Eleven years ago, the world had two good Terminator movies. Then the franchise stopped being self-aware. Millions
died in nuclear fire sat through a film about an evil cyborg with a boob job. The survivors called it "unnecessary." In 2015, the studio machine will try again.
Yes, next July, we're getting the fifth Terminator film, the abysmally-titled Terminator Genisys. And according to early indicators, this movie sounds so monumentally terrible that it will bury this dead horse of a franchise so deep in the ground that it'll hit the molten mantle and give us a flaming thumbs-up.
While we give it the flaming middle finger.
4The Plot Ys Desygned To Pyss Off Fans Of The Orygynal Fylms
The timeline-altering success of the Star Trek reboot has apparently convinced Paramount -- the studio behind Transformers, and therefore sadness -- of a public mandate that everything must be needlessly rebooted using time travel.

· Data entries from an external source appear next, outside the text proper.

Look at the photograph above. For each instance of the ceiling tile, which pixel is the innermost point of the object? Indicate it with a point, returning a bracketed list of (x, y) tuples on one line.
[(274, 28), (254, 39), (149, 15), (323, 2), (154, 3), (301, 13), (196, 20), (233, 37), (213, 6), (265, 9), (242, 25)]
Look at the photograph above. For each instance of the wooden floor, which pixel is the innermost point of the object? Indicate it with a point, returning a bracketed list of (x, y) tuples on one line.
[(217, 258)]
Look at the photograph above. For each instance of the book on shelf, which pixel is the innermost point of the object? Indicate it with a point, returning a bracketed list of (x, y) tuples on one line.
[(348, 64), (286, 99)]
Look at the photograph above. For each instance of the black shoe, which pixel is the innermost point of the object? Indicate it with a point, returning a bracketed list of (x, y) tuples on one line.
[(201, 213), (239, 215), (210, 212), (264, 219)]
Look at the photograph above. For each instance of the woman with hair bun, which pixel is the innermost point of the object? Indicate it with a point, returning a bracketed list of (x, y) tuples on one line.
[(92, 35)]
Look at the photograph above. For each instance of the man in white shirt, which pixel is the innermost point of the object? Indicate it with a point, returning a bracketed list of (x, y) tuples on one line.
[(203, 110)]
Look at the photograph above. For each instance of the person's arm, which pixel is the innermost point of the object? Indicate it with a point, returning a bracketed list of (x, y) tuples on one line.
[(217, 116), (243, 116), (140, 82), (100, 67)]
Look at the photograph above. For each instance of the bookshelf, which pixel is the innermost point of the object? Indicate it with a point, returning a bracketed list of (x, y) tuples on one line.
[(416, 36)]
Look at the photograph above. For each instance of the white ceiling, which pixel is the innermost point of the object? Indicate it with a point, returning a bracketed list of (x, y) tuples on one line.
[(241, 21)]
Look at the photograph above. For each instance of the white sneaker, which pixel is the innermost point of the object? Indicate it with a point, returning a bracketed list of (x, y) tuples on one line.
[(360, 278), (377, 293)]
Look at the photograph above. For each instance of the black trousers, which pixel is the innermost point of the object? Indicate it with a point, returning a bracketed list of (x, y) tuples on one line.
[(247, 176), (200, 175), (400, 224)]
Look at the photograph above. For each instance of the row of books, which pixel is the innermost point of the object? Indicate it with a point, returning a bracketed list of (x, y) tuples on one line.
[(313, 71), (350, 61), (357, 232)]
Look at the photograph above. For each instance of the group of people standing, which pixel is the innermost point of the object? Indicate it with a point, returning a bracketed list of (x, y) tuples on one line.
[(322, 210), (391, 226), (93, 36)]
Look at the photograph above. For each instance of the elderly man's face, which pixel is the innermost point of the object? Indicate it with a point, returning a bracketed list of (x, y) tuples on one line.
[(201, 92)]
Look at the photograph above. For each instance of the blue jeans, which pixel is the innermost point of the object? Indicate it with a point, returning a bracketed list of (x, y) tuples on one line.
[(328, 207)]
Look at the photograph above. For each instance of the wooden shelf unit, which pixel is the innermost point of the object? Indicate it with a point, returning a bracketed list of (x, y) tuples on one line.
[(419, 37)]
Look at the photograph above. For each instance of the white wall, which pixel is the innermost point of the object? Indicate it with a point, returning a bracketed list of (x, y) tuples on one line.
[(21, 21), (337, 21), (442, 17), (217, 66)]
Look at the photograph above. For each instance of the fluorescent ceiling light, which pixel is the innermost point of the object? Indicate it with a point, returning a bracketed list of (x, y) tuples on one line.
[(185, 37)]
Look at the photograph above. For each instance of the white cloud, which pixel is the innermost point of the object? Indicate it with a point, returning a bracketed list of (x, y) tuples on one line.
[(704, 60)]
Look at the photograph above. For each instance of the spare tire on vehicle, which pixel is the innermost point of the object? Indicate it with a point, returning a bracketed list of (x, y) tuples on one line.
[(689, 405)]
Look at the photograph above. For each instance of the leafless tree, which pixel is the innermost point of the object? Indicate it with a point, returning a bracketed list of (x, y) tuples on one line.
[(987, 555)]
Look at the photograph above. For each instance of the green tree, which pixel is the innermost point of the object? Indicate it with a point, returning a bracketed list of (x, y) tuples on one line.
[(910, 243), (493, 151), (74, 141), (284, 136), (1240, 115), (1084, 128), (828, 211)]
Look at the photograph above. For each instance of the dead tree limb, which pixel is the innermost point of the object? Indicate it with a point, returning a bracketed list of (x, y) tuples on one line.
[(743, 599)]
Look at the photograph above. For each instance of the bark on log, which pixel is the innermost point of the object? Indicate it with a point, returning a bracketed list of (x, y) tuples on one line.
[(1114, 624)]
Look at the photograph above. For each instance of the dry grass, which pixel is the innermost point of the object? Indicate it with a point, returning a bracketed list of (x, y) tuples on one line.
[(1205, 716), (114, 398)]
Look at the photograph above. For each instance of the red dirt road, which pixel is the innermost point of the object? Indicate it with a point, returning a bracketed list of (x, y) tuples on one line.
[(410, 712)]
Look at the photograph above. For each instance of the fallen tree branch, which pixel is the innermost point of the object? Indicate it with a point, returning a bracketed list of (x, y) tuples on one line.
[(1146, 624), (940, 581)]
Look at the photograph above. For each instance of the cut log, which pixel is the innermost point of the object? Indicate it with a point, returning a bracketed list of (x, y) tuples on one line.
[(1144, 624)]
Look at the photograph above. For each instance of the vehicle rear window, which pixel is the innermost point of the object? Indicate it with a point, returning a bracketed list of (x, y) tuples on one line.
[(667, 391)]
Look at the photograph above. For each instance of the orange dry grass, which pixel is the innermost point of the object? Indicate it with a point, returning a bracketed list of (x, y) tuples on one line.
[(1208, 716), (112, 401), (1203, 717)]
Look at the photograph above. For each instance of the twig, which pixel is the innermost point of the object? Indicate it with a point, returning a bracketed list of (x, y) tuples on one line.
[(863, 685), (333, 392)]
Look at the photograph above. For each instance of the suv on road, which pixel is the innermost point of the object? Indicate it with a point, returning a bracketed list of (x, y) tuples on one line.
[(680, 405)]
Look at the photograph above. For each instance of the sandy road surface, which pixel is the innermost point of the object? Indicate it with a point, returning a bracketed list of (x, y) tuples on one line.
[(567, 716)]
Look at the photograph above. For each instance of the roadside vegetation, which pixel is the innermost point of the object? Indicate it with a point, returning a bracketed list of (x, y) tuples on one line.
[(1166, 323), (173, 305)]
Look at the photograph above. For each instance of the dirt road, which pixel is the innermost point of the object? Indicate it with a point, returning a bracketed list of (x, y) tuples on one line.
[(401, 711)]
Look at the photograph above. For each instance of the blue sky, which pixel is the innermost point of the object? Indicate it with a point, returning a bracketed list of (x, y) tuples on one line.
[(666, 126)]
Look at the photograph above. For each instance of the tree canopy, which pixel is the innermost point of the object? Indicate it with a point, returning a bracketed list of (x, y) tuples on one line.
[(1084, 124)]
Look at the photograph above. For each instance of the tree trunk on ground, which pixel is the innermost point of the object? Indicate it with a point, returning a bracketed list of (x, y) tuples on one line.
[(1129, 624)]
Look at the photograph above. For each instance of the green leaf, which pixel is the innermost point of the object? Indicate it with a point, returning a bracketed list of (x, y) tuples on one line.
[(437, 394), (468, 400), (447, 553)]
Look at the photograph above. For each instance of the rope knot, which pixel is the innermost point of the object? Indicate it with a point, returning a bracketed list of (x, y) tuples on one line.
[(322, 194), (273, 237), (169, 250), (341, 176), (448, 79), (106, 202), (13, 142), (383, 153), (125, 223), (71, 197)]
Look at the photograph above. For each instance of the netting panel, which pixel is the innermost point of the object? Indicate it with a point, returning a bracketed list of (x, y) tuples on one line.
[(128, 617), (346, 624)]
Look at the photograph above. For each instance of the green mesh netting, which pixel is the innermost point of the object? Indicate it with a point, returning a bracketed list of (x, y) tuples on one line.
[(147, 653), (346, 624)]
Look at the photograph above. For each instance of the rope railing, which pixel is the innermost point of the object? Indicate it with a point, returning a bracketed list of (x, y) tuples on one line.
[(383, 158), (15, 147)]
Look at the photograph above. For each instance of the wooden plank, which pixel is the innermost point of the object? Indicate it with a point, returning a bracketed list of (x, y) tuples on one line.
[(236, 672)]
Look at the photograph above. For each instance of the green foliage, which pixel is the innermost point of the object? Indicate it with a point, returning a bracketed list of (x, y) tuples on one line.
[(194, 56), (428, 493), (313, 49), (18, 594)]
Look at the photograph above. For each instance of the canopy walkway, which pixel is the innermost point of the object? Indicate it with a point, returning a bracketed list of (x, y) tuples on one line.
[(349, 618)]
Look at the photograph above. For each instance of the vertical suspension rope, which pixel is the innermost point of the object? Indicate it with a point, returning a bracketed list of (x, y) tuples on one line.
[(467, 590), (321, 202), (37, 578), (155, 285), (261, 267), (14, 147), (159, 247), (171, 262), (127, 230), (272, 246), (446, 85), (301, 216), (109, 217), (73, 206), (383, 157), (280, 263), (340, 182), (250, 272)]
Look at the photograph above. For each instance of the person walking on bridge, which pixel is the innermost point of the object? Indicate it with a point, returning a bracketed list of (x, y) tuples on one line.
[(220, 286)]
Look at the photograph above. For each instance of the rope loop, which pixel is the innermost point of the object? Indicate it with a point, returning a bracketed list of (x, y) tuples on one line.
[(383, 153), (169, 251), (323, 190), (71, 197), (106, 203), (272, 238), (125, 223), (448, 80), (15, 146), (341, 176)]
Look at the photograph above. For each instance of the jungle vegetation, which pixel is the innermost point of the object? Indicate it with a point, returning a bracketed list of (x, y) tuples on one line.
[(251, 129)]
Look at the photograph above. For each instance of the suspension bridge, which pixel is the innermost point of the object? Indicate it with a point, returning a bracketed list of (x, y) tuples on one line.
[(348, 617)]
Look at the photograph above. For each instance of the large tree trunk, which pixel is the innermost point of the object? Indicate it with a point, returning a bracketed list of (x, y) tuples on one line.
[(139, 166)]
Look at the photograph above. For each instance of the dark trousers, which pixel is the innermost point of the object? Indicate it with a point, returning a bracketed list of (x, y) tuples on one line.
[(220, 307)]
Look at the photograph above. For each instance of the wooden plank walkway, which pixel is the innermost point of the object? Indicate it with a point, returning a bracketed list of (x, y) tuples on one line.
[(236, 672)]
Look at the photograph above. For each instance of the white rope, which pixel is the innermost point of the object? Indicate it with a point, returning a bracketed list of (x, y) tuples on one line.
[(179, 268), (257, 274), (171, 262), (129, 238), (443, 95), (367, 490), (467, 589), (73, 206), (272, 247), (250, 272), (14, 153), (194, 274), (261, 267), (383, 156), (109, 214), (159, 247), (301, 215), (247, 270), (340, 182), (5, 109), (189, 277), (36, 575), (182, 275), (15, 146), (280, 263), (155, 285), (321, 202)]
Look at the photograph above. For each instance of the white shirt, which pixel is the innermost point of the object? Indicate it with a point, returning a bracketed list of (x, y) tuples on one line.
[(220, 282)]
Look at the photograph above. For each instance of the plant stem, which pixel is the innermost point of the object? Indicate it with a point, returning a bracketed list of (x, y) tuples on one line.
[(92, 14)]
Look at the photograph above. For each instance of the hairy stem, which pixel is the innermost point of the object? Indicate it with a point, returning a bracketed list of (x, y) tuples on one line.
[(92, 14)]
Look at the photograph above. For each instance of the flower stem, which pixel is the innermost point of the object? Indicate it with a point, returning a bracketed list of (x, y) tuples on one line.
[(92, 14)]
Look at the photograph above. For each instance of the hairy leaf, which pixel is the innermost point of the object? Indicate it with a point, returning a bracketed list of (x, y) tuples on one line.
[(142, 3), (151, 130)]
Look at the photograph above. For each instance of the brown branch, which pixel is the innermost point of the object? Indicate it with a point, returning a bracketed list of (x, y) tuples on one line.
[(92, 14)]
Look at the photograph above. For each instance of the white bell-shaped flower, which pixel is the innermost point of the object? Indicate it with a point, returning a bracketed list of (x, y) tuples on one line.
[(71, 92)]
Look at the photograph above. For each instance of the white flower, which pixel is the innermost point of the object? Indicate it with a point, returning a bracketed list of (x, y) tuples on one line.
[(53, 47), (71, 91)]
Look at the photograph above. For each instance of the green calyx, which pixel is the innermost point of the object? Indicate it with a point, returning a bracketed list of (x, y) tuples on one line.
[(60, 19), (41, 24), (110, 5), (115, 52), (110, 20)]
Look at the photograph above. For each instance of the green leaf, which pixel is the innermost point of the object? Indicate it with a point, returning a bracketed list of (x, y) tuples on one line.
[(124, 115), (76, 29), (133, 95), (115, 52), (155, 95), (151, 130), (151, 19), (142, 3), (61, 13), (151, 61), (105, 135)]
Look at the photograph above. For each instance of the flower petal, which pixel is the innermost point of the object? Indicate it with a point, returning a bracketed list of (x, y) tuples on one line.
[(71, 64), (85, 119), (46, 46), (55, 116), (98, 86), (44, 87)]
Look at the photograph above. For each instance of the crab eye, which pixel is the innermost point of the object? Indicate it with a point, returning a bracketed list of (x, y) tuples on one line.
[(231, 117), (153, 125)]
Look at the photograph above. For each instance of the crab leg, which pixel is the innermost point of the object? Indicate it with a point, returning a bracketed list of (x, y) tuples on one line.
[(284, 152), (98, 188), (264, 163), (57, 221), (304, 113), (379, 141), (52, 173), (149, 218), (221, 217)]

This means we're getting a new Terminator trilogy that kicks off with a future John Connor sending the original Arnold Schwarzenegger Terminator farther back in time to raise Sarah Connor (she calls him "Pops") and fight a younger T-800, which in turn creates an alternate universe. Also, Arnold will look like a 67-year-old robot, because his organic exterior ages (and audiences apparently won't accept a Terminator film without him, even if we must build a marionette out of his bleached bones).
Warner Bros. Pictures
Or they could just Photoshop his mug onto a body born after the Kennedy Administration. Again.